1. A drug for prophylactic use in humans having an increased risk of cancer, comprising:

carvedilol or R-carvedilol. in a clinically effective amount, being administered to a human being at increased risk of cancer;

whereby risk of cancer is reduced.

2. The drug of claim 1, wherein said carvedilol prevents ultraviolet (UV) radiation induced skin cancer by attenuating DNA damage, reducing inflammation and reversing immunosuppression

3. The drug of claim 1, wherein the healthy individuals with increased risks of cancer include any of: individuals with white skin tone, heavy smokers, and individuals with a weakened immune system.

4. The drug of claim 1, wherein said carvedilol prevents chemical carcinogen-induced lung cancer development.

5. A method for reducing risk of cancer in humans having an increased risk of cancer, comprising the steps of:

providing carvedilol or R-carvedilol;

administering said carvedilol or said R-carvedilol. in a clinically effective amount, to a human being at increased risk of cancer;

whereby risk of cancer is reduced.

6. The method of claim 5, comprising the step of using said carvedilol or said R-carvedilol to prevent ultraviolet (UV) radiation induced skin cancer by attenuating DNA damage, reducing inflammation and reversing immunosuppression.
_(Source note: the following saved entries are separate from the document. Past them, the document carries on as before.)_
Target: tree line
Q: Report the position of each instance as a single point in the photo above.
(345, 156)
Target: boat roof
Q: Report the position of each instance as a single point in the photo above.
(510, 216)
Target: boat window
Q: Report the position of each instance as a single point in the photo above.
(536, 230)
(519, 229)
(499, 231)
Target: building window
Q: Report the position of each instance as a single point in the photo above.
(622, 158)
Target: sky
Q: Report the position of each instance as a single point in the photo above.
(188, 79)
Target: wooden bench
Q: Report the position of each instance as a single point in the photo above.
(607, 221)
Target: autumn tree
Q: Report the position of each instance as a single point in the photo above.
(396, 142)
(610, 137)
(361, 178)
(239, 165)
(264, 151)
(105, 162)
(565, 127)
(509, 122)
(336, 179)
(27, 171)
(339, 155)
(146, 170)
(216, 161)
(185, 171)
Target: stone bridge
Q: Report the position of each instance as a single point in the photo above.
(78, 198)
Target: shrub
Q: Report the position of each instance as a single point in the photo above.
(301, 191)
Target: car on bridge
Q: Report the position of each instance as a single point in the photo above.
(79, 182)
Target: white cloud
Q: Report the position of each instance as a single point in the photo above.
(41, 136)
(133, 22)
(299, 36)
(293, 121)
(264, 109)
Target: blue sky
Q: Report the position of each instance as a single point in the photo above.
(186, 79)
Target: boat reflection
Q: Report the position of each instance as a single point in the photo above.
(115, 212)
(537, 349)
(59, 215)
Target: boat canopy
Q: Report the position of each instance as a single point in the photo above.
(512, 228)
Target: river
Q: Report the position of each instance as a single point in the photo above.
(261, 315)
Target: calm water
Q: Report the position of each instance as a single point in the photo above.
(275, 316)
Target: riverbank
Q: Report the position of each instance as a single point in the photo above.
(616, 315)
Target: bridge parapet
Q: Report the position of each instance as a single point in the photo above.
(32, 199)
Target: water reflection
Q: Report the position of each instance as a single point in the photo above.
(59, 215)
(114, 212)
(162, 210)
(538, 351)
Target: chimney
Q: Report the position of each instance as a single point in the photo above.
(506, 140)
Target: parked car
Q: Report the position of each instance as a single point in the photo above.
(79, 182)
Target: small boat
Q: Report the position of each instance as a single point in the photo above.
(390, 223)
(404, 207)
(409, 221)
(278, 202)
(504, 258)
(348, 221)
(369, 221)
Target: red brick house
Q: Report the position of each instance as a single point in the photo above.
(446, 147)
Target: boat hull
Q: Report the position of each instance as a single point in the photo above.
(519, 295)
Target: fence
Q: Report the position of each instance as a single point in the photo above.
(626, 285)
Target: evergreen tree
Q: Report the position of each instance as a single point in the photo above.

7. The method of claim 5, comprising the step of providingsaid carvedilol or said R-carvedilol to healthy individuals with increased risks of cancer which include any of: individuals with white skin tone, heavy smokers, and individuals with a weakened immune system.

8. The method of claim 5, wherein said carvedilol prevents chemical carcinogen-induced lung cancer development.